Ramblings of Silver Blue


11 Jul

A Question Asked.

Goddess Dawn, over at Caterwauling, asked “Do you people know what I’m willing to give up to be happy?”

She’s not the only one who feels this way.

When it all comes down to it, there are different ways of being happy, of creating your own happiness, and of making yourself happy.

My problem is simply that while I can be happy by myself very well, thank you very much; I prefer someone with which to share my happiness. Someone who realizes that happiness is intensified when shared. Someone who realizes that life isn’t always about them.

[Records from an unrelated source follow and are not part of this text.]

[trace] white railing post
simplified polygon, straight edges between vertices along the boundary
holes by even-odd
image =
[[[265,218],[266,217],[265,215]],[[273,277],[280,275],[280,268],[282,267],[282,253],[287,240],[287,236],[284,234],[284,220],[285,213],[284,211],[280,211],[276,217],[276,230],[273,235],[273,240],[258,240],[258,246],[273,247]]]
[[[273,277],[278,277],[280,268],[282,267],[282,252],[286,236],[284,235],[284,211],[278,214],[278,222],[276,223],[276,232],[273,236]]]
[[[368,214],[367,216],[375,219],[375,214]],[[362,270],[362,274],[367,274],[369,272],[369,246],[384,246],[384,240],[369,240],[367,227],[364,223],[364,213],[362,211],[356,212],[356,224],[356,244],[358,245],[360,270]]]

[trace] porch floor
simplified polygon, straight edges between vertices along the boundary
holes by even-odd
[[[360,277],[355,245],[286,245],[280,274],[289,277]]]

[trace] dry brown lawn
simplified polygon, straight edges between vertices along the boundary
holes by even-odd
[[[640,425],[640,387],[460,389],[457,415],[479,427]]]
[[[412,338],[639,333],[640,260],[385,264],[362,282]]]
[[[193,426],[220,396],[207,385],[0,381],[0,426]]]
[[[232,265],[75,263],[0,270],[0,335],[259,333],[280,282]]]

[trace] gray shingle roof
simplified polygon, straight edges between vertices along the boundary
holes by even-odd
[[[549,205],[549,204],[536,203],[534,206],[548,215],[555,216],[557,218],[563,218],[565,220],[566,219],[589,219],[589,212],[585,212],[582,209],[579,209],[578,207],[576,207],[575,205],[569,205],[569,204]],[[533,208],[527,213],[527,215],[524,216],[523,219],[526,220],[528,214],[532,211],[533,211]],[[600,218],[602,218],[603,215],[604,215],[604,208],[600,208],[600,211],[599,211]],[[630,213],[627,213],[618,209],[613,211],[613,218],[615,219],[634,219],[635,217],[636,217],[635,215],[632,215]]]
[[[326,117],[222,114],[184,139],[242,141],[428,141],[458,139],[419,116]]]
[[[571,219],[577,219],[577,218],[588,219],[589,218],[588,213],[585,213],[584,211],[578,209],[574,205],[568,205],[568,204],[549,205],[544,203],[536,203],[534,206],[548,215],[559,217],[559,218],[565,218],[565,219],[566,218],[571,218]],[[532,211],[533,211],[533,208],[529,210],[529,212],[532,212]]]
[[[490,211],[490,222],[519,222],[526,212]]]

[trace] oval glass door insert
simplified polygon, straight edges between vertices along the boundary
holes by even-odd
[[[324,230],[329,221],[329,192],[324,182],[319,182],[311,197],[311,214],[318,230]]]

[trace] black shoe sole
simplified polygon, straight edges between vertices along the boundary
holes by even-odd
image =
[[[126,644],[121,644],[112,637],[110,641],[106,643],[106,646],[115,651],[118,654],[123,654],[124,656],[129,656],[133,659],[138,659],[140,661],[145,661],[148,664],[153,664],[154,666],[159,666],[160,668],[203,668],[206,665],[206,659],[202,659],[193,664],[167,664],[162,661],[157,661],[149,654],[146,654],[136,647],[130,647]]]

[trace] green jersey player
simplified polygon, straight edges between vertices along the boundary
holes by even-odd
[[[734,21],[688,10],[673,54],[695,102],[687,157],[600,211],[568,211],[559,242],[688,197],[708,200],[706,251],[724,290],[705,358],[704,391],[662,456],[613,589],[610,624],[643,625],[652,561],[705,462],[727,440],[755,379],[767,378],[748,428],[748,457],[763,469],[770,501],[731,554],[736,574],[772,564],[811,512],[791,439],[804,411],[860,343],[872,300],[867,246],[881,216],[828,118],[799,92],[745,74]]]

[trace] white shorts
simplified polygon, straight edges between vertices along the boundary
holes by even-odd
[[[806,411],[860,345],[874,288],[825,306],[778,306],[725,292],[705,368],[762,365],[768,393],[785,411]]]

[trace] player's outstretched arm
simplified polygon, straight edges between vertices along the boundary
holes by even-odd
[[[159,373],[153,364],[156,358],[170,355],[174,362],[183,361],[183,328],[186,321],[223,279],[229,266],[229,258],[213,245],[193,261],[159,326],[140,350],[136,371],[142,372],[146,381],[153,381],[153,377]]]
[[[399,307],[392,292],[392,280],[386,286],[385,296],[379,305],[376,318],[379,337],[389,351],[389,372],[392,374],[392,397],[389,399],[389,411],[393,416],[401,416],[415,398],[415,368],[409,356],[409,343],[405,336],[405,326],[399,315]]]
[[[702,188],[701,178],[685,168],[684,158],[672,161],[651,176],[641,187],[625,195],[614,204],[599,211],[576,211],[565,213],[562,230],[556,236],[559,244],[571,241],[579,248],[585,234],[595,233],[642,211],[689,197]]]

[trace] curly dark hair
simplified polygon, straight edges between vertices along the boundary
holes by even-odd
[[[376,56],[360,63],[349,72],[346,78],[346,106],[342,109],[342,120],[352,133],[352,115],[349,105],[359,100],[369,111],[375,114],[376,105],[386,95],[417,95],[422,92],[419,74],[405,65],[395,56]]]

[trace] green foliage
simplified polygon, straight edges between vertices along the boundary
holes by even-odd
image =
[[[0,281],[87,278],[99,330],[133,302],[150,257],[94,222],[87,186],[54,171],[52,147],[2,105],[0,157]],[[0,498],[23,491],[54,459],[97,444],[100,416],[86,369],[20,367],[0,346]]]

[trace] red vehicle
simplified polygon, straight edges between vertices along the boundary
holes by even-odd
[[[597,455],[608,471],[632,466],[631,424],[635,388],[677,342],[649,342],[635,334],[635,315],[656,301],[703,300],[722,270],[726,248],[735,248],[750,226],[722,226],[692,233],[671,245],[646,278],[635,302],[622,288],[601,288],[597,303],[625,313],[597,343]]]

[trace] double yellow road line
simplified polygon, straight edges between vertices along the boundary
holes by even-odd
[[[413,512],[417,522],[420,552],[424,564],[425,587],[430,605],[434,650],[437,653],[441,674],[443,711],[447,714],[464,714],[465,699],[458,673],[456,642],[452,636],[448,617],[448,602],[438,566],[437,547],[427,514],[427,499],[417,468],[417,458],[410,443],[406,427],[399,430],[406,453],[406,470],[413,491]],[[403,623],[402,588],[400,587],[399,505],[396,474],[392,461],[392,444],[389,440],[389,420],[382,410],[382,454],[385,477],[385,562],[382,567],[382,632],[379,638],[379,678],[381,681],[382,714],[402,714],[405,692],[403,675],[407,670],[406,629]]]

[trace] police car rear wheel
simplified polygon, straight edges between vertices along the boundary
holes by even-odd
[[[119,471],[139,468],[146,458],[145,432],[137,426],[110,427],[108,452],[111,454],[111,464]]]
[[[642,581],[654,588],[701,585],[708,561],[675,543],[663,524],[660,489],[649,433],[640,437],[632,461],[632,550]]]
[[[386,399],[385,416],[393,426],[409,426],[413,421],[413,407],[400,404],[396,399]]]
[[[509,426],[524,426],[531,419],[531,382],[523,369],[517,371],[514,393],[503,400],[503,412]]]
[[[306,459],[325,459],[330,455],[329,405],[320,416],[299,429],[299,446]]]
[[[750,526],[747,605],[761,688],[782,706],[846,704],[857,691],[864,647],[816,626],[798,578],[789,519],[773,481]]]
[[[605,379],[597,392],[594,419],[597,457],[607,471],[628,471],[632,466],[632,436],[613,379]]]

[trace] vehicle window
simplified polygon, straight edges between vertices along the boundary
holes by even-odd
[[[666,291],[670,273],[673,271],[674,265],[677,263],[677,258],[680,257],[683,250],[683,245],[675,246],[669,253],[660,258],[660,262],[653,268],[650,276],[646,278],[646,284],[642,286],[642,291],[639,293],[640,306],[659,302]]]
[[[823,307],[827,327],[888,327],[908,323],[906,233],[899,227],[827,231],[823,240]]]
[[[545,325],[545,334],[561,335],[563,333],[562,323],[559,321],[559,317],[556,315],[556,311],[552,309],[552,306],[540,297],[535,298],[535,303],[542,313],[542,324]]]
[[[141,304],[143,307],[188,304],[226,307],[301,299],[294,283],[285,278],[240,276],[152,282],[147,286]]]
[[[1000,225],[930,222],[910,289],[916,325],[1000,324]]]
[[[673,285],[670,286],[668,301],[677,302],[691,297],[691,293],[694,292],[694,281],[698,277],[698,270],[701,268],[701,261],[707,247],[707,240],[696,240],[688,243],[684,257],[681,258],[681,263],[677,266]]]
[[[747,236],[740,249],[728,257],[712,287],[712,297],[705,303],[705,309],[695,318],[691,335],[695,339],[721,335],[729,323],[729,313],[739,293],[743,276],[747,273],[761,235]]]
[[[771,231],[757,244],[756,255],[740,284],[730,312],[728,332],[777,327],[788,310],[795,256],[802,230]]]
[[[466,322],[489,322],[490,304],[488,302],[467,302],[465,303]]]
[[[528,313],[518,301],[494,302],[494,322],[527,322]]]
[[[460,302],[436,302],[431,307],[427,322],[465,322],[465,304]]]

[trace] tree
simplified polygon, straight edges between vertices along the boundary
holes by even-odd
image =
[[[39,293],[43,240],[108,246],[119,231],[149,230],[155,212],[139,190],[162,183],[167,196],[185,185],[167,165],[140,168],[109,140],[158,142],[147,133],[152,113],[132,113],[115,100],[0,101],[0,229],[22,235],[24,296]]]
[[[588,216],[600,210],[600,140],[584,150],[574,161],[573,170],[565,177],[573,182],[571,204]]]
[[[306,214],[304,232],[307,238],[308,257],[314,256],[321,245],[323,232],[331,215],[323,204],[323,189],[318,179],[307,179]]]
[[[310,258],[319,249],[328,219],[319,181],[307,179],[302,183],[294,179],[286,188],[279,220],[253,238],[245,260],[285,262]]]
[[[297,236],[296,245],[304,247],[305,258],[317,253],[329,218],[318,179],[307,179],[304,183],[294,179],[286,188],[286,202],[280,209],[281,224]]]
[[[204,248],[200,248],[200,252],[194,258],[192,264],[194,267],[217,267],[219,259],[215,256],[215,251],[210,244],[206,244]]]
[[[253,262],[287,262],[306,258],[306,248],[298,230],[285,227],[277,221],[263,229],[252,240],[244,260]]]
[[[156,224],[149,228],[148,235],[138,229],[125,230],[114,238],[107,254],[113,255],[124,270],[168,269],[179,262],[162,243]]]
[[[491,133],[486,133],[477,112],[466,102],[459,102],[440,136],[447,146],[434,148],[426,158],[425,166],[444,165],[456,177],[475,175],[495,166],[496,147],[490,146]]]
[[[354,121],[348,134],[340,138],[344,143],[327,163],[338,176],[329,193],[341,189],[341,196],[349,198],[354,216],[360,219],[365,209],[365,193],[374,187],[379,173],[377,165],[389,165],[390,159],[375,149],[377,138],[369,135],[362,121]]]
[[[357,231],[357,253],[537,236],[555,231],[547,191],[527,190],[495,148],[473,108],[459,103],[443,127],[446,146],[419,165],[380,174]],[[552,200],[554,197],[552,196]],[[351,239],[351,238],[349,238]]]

Boy, now THERE’S a Pandora’s Box just begging to be explored. If I had a penny for every time I gave up one of my dreams just so that I wouldn’t be alone, or because I thought that was expected of me in order to obtain happiness, I’d be quite the rich man. Education states that in life there are givers and takers. Isn’t there a fulcrum for this kind of thing? When I was in high school, both my girlfriend (Celeste) and I shared a nickname — Catalyst. We had an uncanny ability to enable change in someone else’s lives (for the good, mind you) without ourselves being changed. Over time, she and I drifted apart, and the last I saw of her was in July 1997 — the precise moment I started writing a book entitled “All This Time I Thought…” which was supposed to be the book I published on my birthday this year, but went by the wayside when I lost my desire to do much of anything. (I’d started writing and revising it in January — by Mid-March, I was simply ready to get a large prescription for drugs, hang a sign that says “Cursum Perficio” on my portico, and pull what the government wants you to believe happened to Marilyn Monroe.) Starting in the end of March, however, and I didn’t have much time to spend behind the keyboard. Don’t get me wrong. I still want to complete the story of Jonathan Gibson and the way he experienced life. So much of the story is personal to me — even down to certain unspecified events, locations, and people.

I guess the hardest thing for me, at this stage of my life (I know, I’m yet a Spring Chicken at 38), is to realize that I’m a dreamer. My head is (and always has been) in the clouds. I always want to believe that people are good at heart, that they mean me no malice, and will treat me with the decency and respect that I show them.

HA. Whatever drugs I’m on, I really need to write the names down because let me tell you a little something-something. It NEVER happens that way. As much as I’ve read about Creative Visualization, the Power of Positive Thinking, and the like, I still find it impossible to enact those kinds of changes in my life. I believe — trust me, I believe that having the right frame of mind is important. But the entire philosophy of “You create the world — you invite the people in” I’ve proved to be a waste of air on more than one occasion.

It’s almost as if vultures circle, see me, and say “HEY! Easy target!”

Whether it’s my heart they walk on, my spirit they bend (I’ve never had my spirit broken, thank you, and if someone cares to try it, I can guarantee you that a Ginsu is not the only thing on this earth that can slice, dice and julienne you. Secret’s in the sauce, so they say), or my dreams they take, I’ve attempted to make the best of every situation by trying to take away at least one lesson learned. Sometimes, I succeed. Sometimes, I just suck.

Now, don’t think that I’m sitting here in my living room feeling sorry for myself. I’m grateful for the friends I have made over the years, both in person and online. A few (like Lionheart) I’ve happened to have fallen out of contact with after he moved across country. He had a way of seeing through the haze that I’ll be honest and say that I envied.

Now that Mercury has finally gone out of retrograde, maybe my life will continue to improve. I want it to happen. I know it can. It’s just terra incognita. So if I reach out a hand to be helped along, do not chastise me or laugh at me or belittle me. Karma is a cruel mistress, as one of my exes is about to find out.

As the candle burns down, I ask for clarity of thought, mind, and vision. I ask for guidance. I ask for validation that I am deserving of that which I truly, at my core, desire.

I ask for an end to the lies and deceit which have injured me, almost irreparably. I ask for a reason to believe.

It’s all a matter of the question asked, isn’t it?